You may not need to alter your program much. When I first started I got very good results from just adding loaded carries and pullups between sets. Ended my workouts with a 4 minute tabata on a bike. Every other week I may try to get some distance work in, but my normal schedule doesn’t allow for that much time allocated to it, plus it sucks. The biggest thing with nutrition is the night before and day of. Don’t do anything new. Don’t drink alcohol the night before. Don’t wait to go to sleep until midnight. I’ve done a sprint, super, and beast and my worst experience was on the sprint bc I got cocky and drank the night before and didn’t fall asleep until 1 when I had to be up at 5.


#9

I’m doing the Ohio Beast in May and it’s my second one along with some other long OCR’s. Assuming you have a decent level of strength, just from consistant training not beast mode or anything, then obstacles like the bucket carry and the sandbag carries are really easy. What gets me is rope grip. Being able to climb a rope with your feet is a huge advantage otherwise you’d better be able to crush the grip strength and be able to pull hard. There really is no need for anaerobic run training because you’re not sprinting anywhere on a 14 mile course so focus running on LSD and don’t worry about it killing your strength because for one it’s over stated and two you should know better to expect to be hitting PR’s when endurance training. If you’re part of a team and are the only person who has to start walking instead of slogging you’ll be holding everyone back. Don’t worry about the very steep hills because even the pros walk those as that’s the most efficient way to do it.

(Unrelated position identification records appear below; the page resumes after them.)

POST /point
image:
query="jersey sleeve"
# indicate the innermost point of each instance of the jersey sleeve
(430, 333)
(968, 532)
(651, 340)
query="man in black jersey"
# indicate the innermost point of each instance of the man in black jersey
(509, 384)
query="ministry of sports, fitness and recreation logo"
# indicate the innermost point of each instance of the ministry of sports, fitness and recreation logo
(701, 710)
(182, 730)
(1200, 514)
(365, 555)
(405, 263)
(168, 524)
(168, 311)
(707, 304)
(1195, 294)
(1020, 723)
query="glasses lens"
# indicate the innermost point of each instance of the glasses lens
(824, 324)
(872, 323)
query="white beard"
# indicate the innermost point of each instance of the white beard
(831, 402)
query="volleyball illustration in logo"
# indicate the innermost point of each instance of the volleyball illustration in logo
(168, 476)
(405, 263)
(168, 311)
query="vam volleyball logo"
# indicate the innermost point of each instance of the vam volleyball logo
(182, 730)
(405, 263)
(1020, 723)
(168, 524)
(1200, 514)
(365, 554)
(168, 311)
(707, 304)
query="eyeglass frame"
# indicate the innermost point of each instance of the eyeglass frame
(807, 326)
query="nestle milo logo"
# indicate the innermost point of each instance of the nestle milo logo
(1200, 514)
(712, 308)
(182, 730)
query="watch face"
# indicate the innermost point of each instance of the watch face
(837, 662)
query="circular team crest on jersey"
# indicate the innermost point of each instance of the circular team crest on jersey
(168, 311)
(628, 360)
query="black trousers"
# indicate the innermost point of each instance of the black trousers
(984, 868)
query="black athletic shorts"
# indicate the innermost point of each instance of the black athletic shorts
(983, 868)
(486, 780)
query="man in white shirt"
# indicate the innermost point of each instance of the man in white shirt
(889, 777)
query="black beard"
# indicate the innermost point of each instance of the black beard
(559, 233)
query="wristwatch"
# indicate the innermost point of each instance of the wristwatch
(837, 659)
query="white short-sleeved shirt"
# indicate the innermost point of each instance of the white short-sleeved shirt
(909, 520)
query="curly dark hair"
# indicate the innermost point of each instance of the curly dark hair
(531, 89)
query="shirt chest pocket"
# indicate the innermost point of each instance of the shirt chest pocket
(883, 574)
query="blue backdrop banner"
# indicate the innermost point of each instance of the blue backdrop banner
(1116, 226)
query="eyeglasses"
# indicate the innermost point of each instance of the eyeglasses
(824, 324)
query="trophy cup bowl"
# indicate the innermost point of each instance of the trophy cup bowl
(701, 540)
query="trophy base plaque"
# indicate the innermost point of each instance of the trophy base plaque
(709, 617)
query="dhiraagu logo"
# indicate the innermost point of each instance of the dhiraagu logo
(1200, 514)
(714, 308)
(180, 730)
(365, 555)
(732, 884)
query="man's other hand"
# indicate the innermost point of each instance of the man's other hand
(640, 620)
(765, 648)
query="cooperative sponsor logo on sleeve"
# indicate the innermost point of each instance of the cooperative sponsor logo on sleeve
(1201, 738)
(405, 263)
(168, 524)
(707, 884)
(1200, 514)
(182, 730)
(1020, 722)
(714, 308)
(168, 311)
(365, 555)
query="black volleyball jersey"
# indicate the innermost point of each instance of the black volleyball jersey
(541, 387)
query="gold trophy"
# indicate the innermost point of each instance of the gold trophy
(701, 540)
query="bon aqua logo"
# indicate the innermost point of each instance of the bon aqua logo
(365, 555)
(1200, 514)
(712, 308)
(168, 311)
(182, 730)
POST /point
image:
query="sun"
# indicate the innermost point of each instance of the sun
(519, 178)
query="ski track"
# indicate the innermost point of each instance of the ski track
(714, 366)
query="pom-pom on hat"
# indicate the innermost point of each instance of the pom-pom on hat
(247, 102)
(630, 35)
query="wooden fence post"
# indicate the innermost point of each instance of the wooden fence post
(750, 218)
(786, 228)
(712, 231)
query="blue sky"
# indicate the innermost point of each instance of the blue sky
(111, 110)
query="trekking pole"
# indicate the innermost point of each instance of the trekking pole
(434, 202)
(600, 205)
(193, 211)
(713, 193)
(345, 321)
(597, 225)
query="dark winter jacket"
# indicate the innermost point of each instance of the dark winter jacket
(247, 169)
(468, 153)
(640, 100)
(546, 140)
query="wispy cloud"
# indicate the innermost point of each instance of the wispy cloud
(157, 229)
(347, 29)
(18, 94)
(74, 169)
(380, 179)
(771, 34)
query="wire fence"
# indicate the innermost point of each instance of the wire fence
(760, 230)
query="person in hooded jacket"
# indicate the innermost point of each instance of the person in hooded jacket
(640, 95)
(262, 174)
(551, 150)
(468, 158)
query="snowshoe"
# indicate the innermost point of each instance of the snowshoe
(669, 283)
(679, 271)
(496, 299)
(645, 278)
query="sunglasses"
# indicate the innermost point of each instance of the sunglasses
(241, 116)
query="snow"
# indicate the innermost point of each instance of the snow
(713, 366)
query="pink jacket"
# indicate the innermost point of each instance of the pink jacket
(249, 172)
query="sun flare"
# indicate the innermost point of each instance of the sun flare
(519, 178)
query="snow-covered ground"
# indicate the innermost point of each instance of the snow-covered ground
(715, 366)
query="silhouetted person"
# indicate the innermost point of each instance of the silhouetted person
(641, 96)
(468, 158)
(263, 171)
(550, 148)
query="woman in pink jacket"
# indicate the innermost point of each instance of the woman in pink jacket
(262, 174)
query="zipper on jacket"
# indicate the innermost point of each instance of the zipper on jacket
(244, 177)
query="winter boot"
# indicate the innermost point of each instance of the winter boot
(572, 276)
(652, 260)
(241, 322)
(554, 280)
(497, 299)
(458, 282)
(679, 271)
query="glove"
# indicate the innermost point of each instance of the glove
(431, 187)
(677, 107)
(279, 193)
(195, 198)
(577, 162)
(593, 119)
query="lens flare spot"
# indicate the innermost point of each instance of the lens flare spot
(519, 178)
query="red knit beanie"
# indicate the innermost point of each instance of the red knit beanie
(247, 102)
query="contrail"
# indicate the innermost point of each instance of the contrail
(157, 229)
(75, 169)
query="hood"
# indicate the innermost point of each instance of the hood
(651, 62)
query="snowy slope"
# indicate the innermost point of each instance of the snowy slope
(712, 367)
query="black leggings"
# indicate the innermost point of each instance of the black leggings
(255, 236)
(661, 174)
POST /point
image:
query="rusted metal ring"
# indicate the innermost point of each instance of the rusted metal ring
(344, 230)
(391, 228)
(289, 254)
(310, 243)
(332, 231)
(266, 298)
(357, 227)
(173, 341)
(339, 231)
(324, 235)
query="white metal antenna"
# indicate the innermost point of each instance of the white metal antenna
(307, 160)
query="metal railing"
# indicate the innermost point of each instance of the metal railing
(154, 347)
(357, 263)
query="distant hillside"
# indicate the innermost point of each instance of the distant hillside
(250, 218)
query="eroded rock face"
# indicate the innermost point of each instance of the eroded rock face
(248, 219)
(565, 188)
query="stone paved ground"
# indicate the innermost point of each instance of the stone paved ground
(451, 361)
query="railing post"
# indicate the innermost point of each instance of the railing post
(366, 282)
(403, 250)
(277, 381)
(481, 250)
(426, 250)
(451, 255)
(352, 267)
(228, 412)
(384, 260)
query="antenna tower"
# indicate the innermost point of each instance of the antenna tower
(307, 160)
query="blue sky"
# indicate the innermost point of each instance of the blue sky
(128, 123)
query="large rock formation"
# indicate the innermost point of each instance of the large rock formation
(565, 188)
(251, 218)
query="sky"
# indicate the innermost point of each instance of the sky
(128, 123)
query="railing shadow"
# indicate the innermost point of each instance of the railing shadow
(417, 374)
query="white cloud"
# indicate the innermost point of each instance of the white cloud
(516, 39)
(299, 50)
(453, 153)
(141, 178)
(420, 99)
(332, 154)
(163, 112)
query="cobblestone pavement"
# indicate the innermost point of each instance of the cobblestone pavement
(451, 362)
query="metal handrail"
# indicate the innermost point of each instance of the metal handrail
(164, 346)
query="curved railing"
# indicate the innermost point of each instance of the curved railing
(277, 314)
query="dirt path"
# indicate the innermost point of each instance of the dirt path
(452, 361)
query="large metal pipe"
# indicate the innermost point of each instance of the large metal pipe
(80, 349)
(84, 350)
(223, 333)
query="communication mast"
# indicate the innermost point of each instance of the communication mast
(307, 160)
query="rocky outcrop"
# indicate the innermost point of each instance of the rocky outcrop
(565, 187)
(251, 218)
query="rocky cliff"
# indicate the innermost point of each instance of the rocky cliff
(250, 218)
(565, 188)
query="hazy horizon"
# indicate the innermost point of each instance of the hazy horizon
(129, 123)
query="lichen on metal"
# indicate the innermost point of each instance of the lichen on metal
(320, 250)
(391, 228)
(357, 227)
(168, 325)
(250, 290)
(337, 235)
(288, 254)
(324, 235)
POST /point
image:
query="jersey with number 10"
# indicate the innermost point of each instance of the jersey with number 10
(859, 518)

The stages that screwed me good last time:

Rope swing: muddy 2" rope and not enough grip strength for my 230lbs ass.

Rope wall climb: I actually had the grip strength for this but my cleats were like ice skates on this muddy incline. Keep your ass as low as possible.

Monkey bars: it wasn’t the bars it was the grabbing a rope between parallel running bars and having to swing. It was totally unexpected and I couldn’t prepare for something like that anyway unless I joined a CF gym.

Rope climb at the end of the race: I had nothing left and my arthritic hip wouldn’t allow me to use my legs to climb even though I choose the knotted rope.


#10

I know I live under a rock here in "stan, so, while in Dubai for a few days, I saw this program called the Broken Skull Challenge. Never saw it before and looked it up and its been on for several years. That skull crusher obstacle course at the end looks like a real bitch. Makes American Ninja look a little wimpish:)) Anyone ever watch or train for this?